Actor Kristoff St. John has experienced diabetic shock. No, he doesn’t have diabetes—but he does have close family and friends who live with this chronic condition.

A two-time Daytime Emmy Award winner and an eight-time NAACP Image Award recipient, St. John is best known for his role as sexy businessman Neil Winters on the No. 1 rated soap The Young and the Restless. Several years ago, however, St. John’s most important role was not in front of a camera.

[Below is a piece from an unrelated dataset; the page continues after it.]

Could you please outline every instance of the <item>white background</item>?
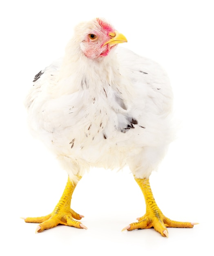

It was as caregiver to his wife, Allana Nadal, who suffers from type 1 diabetes. (The two have since divorced.)

“When I first met Allana, she told me she was a diabetic right off the bat,” St. John recalls. “She had needles hanging around the house and was forced to take two or more shots of insulin a day. She found out that she was a type 1 diabetic at 17 when she was rushed to the hospital and fell into a coma.”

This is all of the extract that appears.